Артур снова сидел в их любимом кафе, в котором они часто отмечали свои личные праздники, будь то дни рождения или какие-то священные даты первого поцелуя, объятия, наконец, сожительства. Сегодня не было никаких дат, просто выходной. Он ждал по обыкновению за той же непременно клетчатой скатертью, что являлась одним из атрибутов этого заведения. Делать было нечего, кроме того что посматривать то на время, то на посетителей. Именно они составили мне партию в ожидании Шилы. Фигуры разбросаны по всему полю. Здесь были и ладьи, они сидели напротив и пили мартини, что-то нетерпеливо обсуждая, порой перебивая друг друга, в нетерпении рассказать нечто из ряда вон выходящее, внезапно пришедшее на ум. Одна из них была худа и легка, другая – напротив, в теле, суровость захватила её лицо, прочертив границу у переносицы, разделив жизнь на «до» и «после»; даже когда девушка улыбалась, суровость не хотела никуда уезжать. «Откуда в её-то годы?» В квартире у неё наверняка, пахло разочарованием. Чтобы вывести эту вонь, нужен был особый ароматизатор. Нужна была новая влюблённость.

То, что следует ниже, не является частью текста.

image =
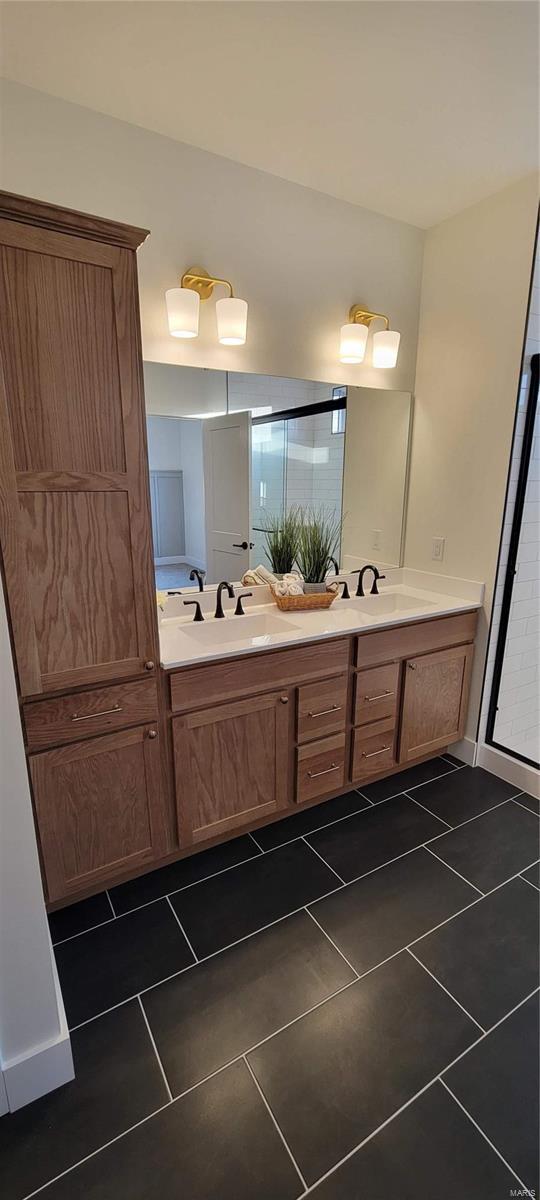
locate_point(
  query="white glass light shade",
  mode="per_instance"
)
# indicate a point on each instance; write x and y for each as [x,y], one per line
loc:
[232,321]
[385,347]
[353,343]
[183,312]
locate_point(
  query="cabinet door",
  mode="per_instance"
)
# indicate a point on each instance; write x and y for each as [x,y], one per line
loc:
[232,765]
[97,807]
[435,701]
[75,513]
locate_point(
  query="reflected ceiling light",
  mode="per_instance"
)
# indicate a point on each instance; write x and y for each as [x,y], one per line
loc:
[354,339]
[183,307]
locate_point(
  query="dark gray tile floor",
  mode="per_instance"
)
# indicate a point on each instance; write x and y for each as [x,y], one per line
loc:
[257,1027]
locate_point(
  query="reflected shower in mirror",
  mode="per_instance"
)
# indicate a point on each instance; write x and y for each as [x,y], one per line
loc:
[232,454]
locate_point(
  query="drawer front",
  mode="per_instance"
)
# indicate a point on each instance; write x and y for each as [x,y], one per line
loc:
[322,708]
[88,713]
[373,749]
[220,682]
[376,694]
[406,641]
[321,768]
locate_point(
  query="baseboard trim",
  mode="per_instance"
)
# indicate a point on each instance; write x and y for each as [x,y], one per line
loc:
[41,1069]
[525,778]
[465,750]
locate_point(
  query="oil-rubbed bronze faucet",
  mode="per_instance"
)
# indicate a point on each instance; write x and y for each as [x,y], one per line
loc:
[223,586]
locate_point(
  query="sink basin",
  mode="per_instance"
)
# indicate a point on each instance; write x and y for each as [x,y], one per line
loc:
[238,629]
[391,601]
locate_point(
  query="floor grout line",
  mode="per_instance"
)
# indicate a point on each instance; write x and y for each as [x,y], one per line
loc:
[276,1125]
[448,827]
[460,876]
[526,809]
[181,928]
[333,943]
[445,989]
[529,882]
[526,1189]
[155,1049]
[322,859]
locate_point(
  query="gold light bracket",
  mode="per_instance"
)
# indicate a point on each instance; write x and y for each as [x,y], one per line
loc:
[359,316]
[198,280]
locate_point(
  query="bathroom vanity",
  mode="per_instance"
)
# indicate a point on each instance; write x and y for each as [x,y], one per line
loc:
[149,736]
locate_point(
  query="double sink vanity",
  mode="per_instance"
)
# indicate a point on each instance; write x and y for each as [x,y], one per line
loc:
[149,735]
[269,711]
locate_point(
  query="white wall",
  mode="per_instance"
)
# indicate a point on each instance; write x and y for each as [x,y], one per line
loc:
[300,258]
[35,1051]
[475,285]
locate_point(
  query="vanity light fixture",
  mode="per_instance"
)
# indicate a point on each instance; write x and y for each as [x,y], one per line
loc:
[183,307]
[354,339]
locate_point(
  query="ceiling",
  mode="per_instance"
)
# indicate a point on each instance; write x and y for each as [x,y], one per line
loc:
[414,109]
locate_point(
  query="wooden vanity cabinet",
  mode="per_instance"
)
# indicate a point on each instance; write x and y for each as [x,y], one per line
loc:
[231,765]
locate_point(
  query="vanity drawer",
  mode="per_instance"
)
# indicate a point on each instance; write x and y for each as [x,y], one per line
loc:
[373,749]
[376,694]
[322,708]
[407,641]
[321,768]
[88,713]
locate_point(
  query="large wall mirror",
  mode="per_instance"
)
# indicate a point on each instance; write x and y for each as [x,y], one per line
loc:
[231,454]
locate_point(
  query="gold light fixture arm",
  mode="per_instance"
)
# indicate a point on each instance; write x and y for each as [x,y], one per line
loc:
[359,316]
[198,280]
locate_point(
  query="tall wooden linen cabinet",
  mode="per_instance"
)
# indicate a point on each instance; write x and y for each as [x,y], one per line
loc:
[76,540]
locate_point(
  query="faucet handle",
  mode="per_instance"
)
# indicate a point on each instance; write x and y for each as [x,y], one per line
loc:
[239,610]
[198,615]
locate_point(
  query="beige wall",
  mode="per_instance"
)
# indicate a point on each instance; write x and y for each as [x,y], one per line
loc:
[300,258]
[477,274]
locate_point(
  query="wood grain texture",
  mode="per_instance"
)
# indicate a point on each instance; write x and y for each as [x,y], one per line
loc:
[322,708]
[435,701]
[375,682]
[321,767]
[59,347]
[377,739]
[195,687]
[420,637]
[52,216]
[71,349]
[73,718]
[229,765]
[96,803]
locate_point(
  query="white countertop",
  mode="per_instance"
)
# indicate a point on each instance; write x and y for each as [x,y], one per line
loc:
[405,595]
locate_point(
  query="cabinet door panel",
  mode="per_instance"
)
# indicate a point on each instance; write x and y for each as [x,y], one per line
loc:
[75,514]
[435,701]
[97,807]
[231,765]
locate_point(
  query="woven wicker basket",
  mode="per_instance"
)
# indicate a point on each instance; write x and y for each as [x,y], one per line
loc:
[312,600]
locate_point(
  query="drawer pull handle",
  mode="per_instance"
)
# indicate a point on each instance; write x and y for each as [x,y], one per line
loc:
[324,712]
[105,712]
[315,774]
[375,753]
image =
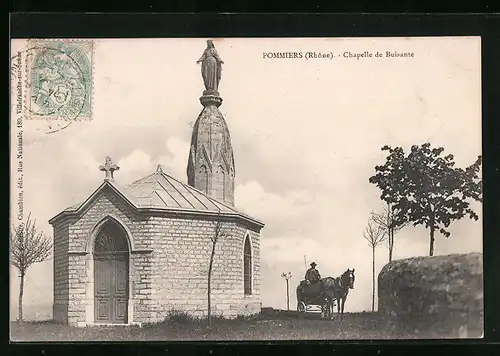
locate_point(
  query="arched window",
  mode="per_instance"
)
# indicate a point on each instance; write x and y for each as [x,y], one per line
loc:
[247,267]
[111,239]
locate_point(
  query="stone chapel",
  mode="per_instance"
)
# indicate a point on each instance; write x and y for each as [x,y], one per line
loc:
[131,254]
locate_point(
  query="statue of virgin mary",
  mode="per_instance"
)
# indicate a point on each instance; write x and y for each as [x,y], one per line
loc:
[211,68]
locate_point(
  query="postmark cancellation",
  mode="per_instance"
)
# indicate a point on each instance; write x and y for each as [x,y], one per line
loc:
[59,79]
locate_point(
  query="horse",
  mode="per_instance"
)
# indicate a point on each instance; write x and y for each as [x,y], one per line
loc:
[337,289]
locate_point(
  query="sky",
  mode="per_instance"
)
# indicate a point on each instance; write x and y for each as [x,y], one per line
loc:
[306,136]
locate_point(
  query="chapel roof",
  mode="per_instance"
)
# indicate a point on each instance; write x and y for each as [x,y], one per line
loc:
[161,192]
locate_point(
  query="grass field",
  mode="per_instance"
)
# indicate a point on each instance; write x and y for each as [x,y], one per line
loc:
[271,325]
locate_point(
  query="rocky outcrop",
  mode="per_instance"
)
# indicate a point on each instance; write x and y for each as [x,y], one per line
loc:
[442,293]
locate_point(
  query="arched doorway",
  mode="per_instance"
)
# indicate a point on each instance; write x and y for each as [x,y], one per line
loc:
[111,263]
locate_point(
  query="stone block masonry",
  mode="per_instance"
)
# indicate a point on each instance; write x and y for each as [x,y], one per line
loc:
[442,293]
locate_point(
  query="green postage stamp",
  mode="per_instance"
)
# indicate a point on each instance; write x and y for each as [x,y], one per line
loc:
[59,79]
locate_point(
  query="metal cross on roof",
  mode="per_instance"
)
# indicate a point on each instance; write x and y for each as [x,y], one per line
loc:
[109,167]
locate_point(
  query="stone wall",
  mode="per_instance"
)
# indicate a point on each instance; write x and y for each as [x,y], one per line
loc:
[441,293]
[181,261]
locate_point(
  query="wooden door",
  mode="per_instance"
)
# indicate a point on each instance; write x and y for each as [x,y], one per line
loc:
[111,288]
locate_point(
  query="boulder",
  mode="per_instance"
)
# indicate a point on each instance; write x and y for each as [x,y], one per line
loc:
[443,294]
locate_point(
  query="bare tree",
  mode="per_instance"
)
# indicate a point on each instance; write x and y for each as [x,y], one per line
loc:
[287,277]
[219,232]
[28,246]
[375,235]
[386,220]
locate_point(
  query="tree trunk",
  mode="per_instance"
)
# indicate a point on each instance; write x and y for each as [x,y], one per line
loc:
[431,247]
[373,279]
[209,289]
[21,292]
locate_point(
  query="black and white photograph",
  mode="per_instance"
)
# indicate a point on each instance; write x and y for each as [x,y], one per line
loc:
[180,189]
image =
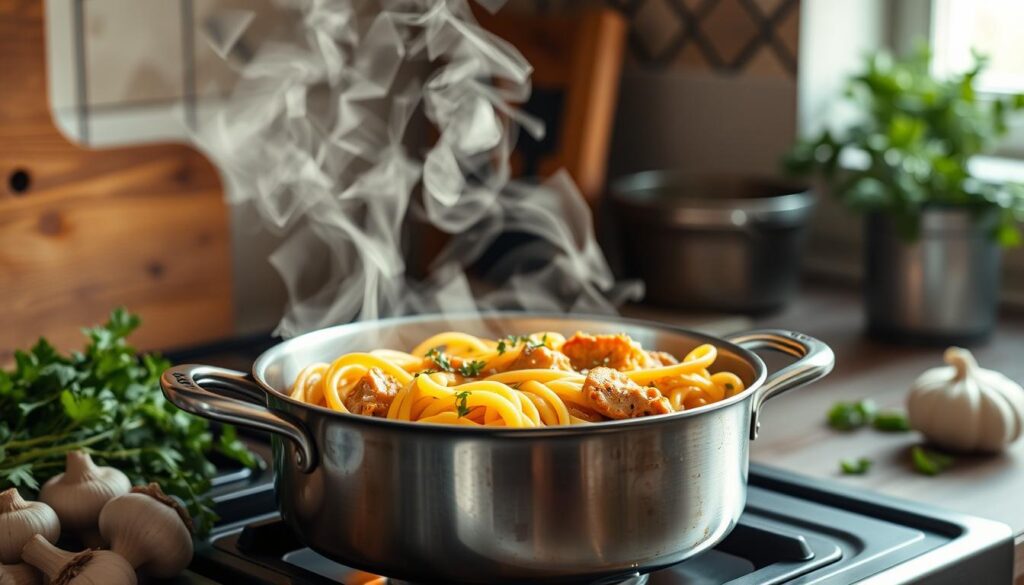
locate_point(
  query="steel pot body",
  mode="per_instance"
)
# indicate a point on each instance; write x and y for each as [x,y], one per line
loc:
[714,242]
[452,504]
[940,288]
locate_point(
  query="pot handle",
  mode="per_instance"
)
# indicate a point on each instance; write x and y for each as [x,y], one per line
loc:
[815,360]
[232,397]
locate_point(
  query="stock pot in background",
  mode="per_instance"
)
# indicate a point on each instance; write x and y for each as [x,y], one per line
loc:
[713,242]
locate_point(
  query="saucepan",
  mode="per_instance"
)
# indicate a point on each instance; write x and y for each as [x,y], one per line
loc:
[454,504]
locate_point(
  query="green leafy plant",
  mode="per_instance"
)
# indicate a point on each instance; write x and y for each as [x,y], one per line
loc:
[918,134]
[105,401]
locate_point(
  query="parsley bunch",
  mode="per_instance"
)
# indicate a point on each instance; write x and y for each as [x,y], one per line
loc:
[105,401]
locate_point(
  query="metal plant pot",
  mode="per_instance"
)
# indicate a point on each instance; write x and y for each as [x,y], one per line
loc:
[939,289]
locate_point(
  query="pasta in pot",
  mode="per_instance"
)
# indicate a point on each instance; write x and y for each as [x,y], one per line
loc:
[542,379]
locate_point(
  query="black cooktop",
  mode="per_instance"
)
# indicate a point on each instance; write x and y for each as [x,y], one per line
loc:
[794,530]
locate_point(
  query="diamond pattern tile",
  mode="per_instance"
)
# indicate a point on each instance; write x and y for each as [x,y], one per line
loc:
[654,29]
[723,35]
[767,7]
[730,29]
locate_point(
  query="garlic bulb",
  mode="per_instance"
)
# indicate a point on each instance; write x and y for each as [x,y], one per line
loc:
[22,574]
[965,408]
[150,530]
[86,568]
[19,520]
[79,494]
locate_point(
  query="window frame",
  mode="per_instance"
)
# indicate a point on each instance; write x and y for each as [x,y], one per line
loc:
[914,19]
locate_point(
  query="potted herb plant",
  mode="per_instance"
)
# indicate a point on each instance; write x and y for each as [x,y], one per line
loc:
[933,231]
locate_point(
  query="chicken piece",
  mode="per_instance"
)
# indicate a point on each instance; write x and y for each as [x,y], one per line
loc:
[374,393]
[616,351]
[534,358]
[660,359]
[615,395]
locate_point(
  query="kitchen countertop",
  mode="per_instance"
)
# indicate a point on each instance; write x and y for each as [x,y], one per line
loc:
[795,436]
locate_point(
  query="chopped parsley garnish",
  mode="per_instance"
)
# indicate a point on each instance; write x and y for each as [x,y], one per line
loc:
[510,341]
[857,467]
[848,416]
[470,369]
[891,421]
[930,462]
[460,403]
[439,359]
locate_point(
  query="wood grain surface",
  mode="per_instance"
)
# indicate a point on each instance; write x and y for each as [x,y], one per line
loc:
[795,436]
[144,227]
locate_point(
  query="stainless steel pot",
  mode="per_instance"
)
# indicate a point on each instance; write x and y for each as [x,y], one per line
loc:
[727,243]
[453,504]
[941,288]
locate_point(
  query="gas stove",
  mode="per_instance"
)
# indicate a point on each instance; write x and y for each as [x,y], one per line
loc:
[794,531]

До меня долетали обрывки напомаженных фраз:

– Зачем он тебе?

– Он богат.

– Деньгами?

– Воображением.

– На это можно что-то купить?

– Всё.

Их губы то и дело смачивались мартини, будто без этой смазки механизм их беседы мог забуксовать:

– Я считаю, что, пока ты молода, надо нагуляться как следует.

– Мне считать нечего, мне достаточно одного.

Впрочем, одна из них сейчас поднялась и двинулась, как и положено ладье, прямо, никуда не сворачивая, в сторону выхода, скорее всего в туалет, вторая осталась щипать салат, который ей только что принёс официант. До этого взгляд её был прикован к коню за столиком напротив, взгляд его давно уже заинтересовала пассия на ладейном поле. Он тоже был не против пощипать травки. Мужчина действительно был хорош собой: стройный, сильный, с гривой кучерявых волос и гордым взглядом, он ржал всякий раз, когда его друг, тоже, по-видимому, конь, но другой породы, больше похожий на конька-горбунка, выкладывал нечто смешное. Потом стал показывать что-то на экране своего телефона, наверное, жену.

– Красивая у тебя жена.

– Ещё не жена.

– А чего тормозишь?

– Знал бы ты, как она ревнива, весь мозг мне уже выела.